Write excel in single file with v2 #549

cristichircu · 2022-02-16T18:07:46Z

cristichircu
Feb 16, 2022

I see that, in v2, write excel writes multiple files (one per partition). I know that's consistent with the behavior for json, parquet, etc but is there any chance you'll provide an option or something to write to a single file?
I'm aware that you can do .coalesce(1) before the write to get a single file but you still have a random name for the actual file. If I want to save the file with a predefined name the only way I see is to do some extra steps like determine, rename and move the file, delete the generated folder, etc.
Any thoughts?
Thanks!

cristichircu · 2022-02-24T09:48:28Z

cristichircu
Feb 24, 2022
Author

@quanghgx @nightscape Would you be interested in having this functionality in spark-excel v2?
What I'm trying to do is basically preserve the single output file behavior we had in v1. What I'm thinking of is setting an option like "excelFileName" and, after the excel files are successfully written to "path", rename the partition file to the requested name and delete the success and .crc files (of course, only if a single excel file is written -> if the client does a coalesce(1) or something before writing to excel).

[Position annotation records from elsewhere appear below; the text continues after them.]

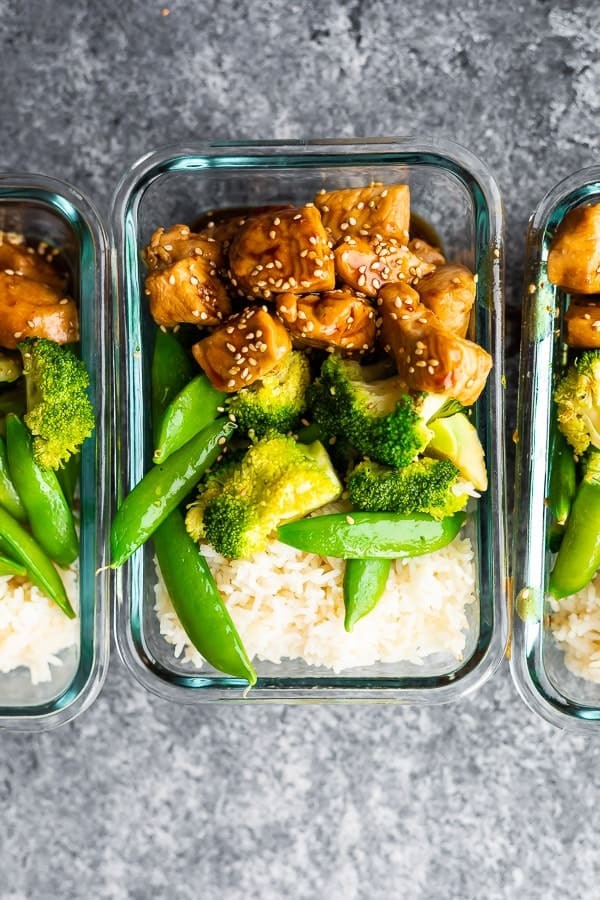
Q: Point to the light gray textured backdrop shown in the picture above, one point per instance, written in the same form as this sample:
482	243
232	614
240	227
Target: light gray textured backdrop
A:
139	799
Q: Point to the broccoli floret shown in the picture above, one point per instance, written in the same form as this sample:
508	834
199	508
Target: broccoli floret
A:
431	486
277	480
577	398
59	413
375	414
277	401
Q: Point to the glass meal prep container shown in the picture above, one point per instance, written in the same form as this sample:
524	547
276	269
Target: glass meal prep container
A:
537	663
452	191
45	209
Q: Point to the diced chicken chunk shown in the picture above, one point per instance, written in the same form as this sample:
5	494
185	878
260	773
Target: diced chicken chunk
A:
426	252
574	258
31	309
366	263
449	292
429	356
332	319
582	324
19	259
244	349
187	291
281	252
379	209
179	242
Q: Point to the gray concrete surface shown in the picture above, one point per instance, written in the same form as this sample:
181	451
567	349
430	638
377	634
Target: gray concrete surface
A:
139	799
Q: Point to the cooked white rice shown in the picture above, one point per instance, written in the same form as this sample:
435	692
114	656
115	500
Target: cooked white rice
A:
575	624
289	604
33	630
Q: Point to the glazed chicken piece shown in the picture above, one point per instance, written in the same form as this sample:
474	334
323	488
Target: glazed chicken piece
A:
31	309
574	258
426	252
179	242
366	263
379	209
282	252
17	258
187	291
244	349
582	324
331	319
429	356
449	292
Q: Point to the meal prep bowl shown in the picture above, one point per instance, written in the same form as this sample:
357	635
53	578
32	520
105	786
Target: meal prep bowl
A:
537	664
44	209
455	193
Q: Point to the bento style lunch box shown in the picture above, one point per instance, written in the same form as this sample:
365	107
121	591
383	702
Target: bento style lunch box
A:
555	657
53	653
296	464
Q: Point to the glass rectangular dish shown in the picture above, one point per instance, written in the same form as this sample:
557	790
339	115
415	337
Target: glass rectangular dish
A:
537	664
454	192
44	209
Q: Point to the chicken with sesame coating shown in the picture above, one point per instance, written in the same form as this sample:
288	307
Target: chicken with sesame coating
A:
449	292
378	210
283	252
427	354
366	263
30	308
247	347
339	319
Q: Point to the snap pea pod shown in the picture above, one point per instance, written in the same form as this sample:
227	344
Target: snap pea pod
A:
197	601
40	570
187	414
10	567
9	497
162	490
172	368
361	535
48	512
578	558
562	487
364	583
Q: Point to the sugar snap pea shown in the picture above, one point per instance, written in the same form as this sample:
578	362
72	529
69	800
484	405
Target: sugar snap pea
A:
163	488
197	601
364	583
172	368
48	512
187	414
9	497
360	535
22	547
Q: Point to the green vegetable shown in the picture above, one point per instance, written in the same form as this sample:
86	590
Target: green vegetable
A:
10	367
163	489
455	438
364	584
577	398
59	413
40	570
277	480
431	486
197	601
374	414
359	535
172	368
50	518
579	555
189	412
276	402
9	497
10	567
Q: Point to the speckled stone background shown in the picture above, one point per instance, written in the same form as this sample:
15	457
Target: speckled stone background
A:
139	799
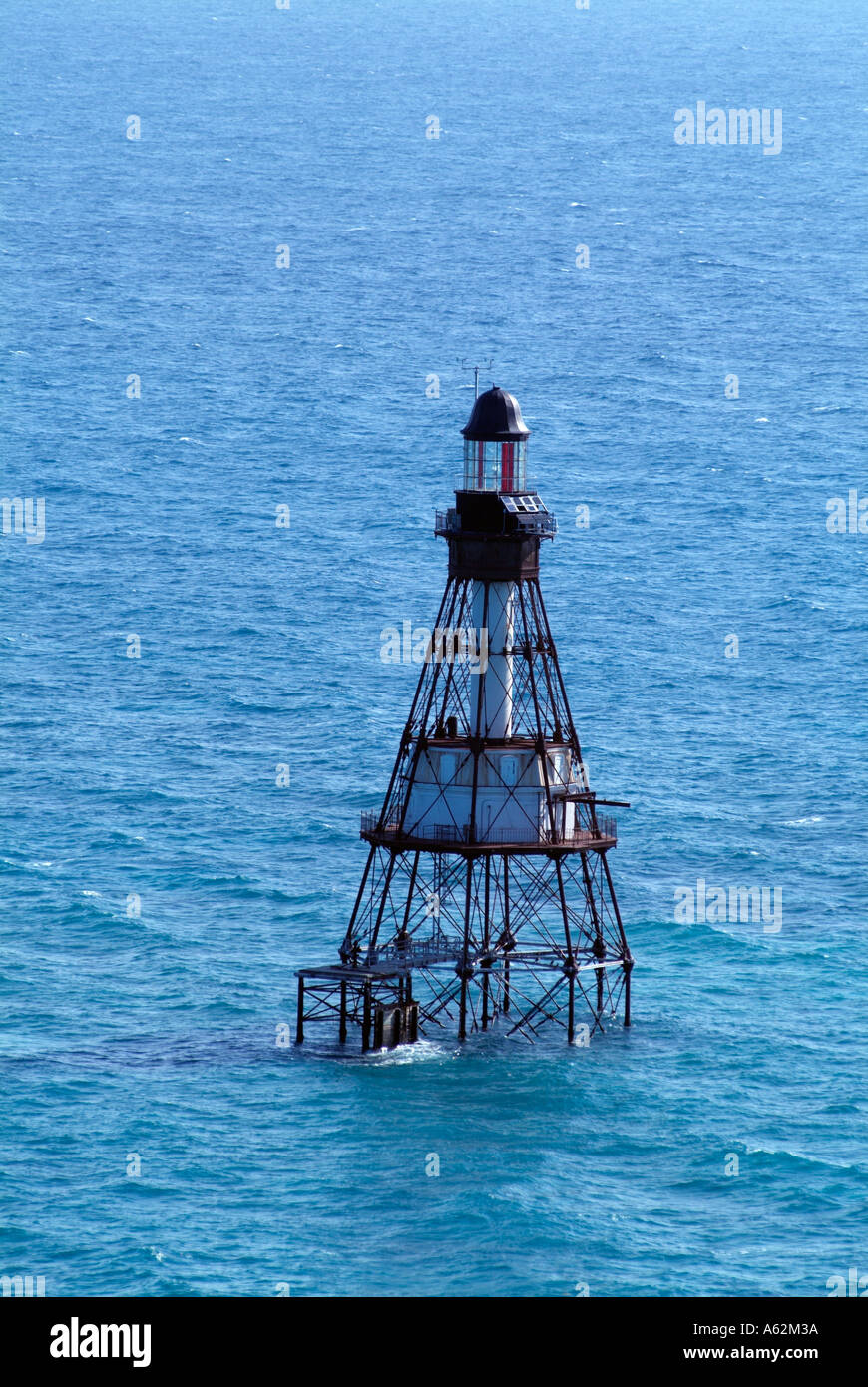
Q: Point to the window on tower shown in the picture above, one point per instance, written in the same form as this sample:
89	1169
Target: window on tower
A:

The client code would look like:
output.coalesce(1) .write() .format("excel") .option("excelFileName", "excelFile.xslx") .mode(SaveMode.Append) .save("//path//to//folder")

For the rename and cleanup I can extend org.apache.hadoop.mapreduce.lib.output.FileOutputCommitter and overwrite commitJob and register the ouputCommiter in com.crealytics.spark.v2.excel.ExcelWriteBuilder (similar to what is happening in org.apache.spark.sql.execution.datasources.v2.parquet.ParquetWrite with org.apache.parquet.hadoop.ParquetOutputCommitter)

Some other improvements that would be nice but I'm not sure how/where to implement are (any suggestions?).:

do the coalesce somewhere in spark-excel (if the option is set)
avoid the separate option and have the client send the entire path like .save("//path//to//folder//excelFile.xslx"). Not sure where I could split the path up
create missing folders in the path before the exception is thrown (org.apache.spark.sql.execution.datasources.DataSource#checkAndGlobPathIfNecessary)

Not sure if this is something that would be useful to others. Any feedback is welcomed. Thanks!

6 replies

quanghgx Apr 19, 2022
Collaborator

Hi @cristichircu, I do think this feature should be useful for spark-excel users.

However, the way we coalesce or repartition, and create a the temporary folder and them moving file to the target path might introduce unseen issues:

User might not aware that, they are responsible for ordering along side the hidden-coalesce (repartition)
Invisible temporary folders need proper cleanup/protect that data and sometime storage planning

Another approach, instead of relying too much on spark-data source built in utilities, we might need to introduce some by ourselves. Spark-data source API v2 doesn't have any restriction of how to structure the output layout, even if we do not output to the file system at all. To be honest, I am also looking for a way to do that properly.

For a start, how about moving ahead with your use case and sharing how to do that in a wiki with a branch from spark-excel?

cristichircu Apr 19, 2022
Author

Thanks for your reply and for pointing out the possible shortcomings, @quanghgx!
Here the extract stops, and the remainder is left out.